Kapuspenkum Kejagung Anang Supriatna. Foto: Metrotvnews.com/Siti Yona Hukmana.

Banyak Sikat Kajari, Kejagung: Zero Tolerance

Candra Yuri Nuralam • 27 January 2026 16:31

Jakarta: Kejaksaan Agung (Kejagung) membenarkan sudah menjemput sejumlah Kepala Kejaksaan Negeri (Kajari). Keputusan itu didasari adanya laporan masyarakat terkait penyalahgunaan kewenangan.

“Ada beberapa Kajari yang diamankan oleh tim intelijen dalam rangka mendeteksi dini, juga bagian dari zero tolerance,” kata Kapuspenkum Kejagung Anang Supriatna di Kantor Kejagung, Jakarta Selatan, Selasa, 27 Januari 2026.

Anang mengatakan, Kejagung tidak akan pandang bulu dengan pelanggaran di internalnya. Hal itu, kata Anang, sudah menjadi perintah pimpinan Kejagung.

“Pimpinan berulang-ulang kali mengingatkan untuk kepada jajarannya untuk tidak bermain-main, untuk melakukan pekerjaan dengan profesional dan berintegritas,” ucap Anang.

Meski begitu, Kejagung menegaskan tidak akan sebelah mata menindak Kajari. Klarifikasi diberikan atas laporan yang sudah diterima.

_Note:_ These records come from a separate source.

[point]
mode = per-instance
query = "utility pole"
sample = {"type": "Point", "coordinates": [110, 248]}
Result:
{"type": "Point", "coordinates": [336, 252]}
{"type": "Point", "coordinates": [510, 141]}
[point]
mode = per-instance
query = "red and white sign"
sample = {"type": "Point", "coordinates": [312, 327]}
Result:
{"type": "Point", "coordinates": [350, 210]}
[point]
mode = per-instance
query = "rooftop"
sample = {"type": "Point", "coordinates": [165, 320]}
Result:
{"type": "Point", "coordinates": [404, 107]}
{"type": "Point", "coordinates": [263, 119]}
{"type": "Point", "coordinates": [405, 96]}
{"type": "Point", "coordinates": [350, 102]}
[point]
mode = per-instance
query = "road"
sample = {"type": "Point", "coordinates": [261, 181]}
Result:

“Dengan mengedepankan asas praduga tak bersalah,” ujar Anang.
Menurut Anang, hasil pemeriksaan sejumlah Kajari belum bisa dipublikasikan. Sebab, penindakan itu ranah internal Kejagung.

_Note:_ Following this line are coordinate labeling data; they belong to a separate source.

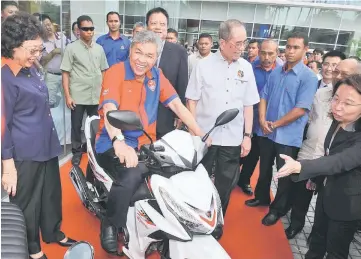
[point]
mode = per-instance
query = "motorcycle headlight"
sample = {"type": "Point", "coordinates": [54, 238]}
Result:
{"type": "Point", "coordinates": [182, 215]}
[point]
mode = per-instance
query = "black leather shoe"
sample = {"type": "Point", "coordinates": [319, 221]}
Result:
{"type": "Point", "coordinates": [43, 257]}
{"type": "Point", "coordinates": [270, 219]}
{"type": "Point", "coordinates": [255, 203]}
{"type": "Point", "coordinates": [217, 232]}
{"type": "Point", "coordinates": [67, 243]}
{"type": "Point", "coordinates": [292, 232]}
{"type": "Point", "coordinates": [76, 159]}
{"type": "Point", "coordinates": [108, 237]}
{"type": "Point", "coordinates": [247, 189]}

Gedung Kejaksaan Agung (Kejagung). Foto: Medcom.id.

“Jadi, mohon dipahami, kami tidak bisa terlalu terbuka dalam hal ini, karena masih dalam pendalaman,” kata Anang.

Total, sudah ada tiga Kajari dijemput untuk diperiksa Kejagung. Mereka yaitu Kepala Kejaksaan Negeri (Kajari) Magetan Dezi Septiapermana, Kajari Sampang Fadilah Helmi dan Kajari Padang Lawas Soemarlin Halomoan Ritonga.